Itulah kurang lebih dengan Gie. Memilih menjadi dosen yang tak seberapa,
masih saja berjalan kaki menyusuri jalan. Namun, siapa sangka orang yang hidup apa adanya
ini memiliki pena yang mampu menggoreskan mata dan hati orang yang terkena
sayatan itu ”Darah itu merah Jenderal”.
Kesetaraan dia mengingatkan saya pada Karl
Mark. Memang sih masih jauh kalau Gie memiliki kesamaan dengan Karl, tapi yang
menjadi gambaran di otak saya pertama kali adalah suatu kepuasan batin mereka
dalam beraktifitas tanpa dibatasi oleh uang. kendala uang bukan menjadi momok
mereka dalam beraktifitas mencari kesenangan dan ketenangan batininya.

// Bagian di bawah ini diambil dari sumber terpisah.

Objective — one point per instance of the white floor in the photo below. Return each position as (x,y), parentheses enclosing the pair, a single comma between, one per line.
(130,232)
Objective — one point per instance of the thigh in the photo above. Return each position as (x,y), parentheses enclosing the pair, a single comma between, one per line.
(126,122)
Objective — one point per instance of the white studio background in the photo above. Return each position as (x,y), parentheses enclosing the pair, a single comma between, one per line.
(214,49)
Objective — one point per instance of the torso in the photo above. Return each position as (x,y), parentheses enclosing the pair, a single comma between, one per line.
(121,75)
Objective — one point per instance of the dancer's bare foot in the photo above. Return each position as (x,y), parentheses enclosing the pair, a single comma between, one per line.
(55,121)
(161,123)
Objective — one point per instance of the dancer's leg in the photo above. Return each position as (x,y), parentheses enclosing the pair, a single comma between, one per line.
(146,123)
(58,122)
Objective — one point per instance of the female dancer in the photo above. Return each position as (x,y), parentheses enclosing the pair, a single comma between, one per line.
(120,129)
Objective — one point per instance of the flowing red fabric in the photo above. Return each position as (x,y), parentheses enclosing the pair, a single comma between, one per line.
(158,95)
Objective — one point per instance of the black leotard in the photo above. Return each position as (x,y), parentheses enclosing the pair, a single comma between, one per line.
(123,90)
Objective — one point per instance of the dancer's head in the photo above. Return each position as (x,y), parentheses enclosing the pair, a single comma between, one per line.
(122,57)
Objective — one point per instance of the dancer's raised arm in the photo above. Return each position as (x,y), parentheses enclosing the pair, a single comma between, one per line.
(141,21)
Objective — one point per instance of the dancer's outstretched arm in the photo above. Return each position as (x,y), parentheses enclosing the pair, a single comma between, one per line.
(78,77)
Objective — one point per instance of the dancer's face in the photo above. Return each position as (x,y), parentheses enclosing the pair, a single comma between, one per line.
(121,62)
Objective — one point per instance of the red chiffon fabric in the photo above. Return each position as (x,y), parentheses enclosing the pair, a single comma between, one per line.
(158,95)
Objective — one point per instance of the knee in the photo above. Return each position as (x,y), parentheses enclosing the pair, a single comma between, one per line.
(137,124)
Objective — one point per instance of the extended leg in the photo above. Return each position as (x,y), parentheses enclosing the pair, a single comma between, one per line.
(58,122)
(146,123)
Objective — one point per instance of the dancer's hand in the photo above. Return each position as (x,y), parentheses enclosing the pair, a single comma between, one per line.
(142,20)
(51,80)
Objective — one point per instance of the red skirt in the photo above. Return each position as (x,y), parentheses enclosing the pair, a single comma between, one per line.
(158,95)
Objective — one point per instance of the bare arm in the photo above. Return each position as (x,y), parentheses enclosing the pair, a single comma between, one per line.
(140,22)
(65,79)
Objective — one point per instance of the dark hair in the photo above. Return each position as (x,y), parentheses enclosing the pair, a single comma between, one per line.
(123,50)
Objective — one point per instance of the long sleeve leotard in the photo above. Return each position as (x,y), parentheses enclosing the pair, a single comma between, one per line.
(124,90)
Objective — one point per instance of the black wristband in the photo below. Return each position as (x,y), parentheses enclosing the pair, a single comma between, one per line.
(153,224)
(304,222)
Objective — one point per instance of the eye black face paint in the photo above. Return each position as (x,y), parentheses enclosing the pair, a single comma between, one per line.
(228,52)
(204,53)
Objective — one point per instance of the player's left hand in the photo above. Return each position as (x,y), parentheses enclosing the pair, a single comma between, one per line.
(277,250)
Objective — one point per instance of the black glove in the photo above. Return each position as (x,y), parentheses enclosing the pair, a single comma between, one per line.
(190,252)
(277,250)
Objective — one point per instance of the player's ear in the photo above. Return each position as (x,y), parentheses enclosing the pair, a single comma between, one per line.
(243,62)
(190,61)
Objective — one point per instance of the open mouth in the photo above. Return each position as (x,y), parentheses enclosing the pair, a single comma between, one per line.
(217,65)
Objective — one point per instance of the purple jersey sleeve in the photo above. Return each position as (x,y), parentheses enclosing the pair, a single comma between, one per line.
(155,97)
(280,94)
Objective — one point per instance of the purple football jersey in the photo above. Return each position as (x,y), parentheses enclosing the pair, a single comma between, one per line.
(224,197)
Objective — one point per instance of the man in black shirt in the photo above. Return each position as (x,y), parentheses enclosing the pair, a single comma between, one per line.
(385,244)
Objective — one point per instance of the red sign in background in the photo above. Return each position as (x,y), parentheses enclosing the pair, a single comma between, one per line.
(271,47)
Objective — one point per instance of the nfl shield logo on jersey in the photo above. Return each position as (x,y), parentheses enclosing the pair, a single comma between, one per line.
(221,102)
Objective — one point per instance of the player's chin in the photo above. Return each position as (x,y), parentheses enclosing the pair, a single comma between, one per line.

Hatta
juga ikut terbersit dalam hati saya, ketika memperhatikan Gie. ”Bikin orang
pinter” kata sederhana yang saya dapat, dan dia tidak butuh sanjungan untuk
memintarkan orang. Orang tahu
kapasitas dia, dan orang respek dengan dia. Tulisan bisa merupakan salah satu
alat pembunuh yang tajam.
Gie pun sempat juga saya persamakan dengan
H. Agus Salim, dimana dia merupakan orang yang mampu bersama-sama dengan orang disekitarnya,
dan merasa nyaman dengan orang-orang yang memiliki keadaan yang sama. Namun,
begitu ada ancaman, intelektualitas akan menjadi tameng yang ampuh dan
benar-benar menakutkan.
Gie memang bukan seperti Soekarno yang
jago pidato, dia hanya menjadi koseptor dalam tanda kutip bagi Herman Lantang.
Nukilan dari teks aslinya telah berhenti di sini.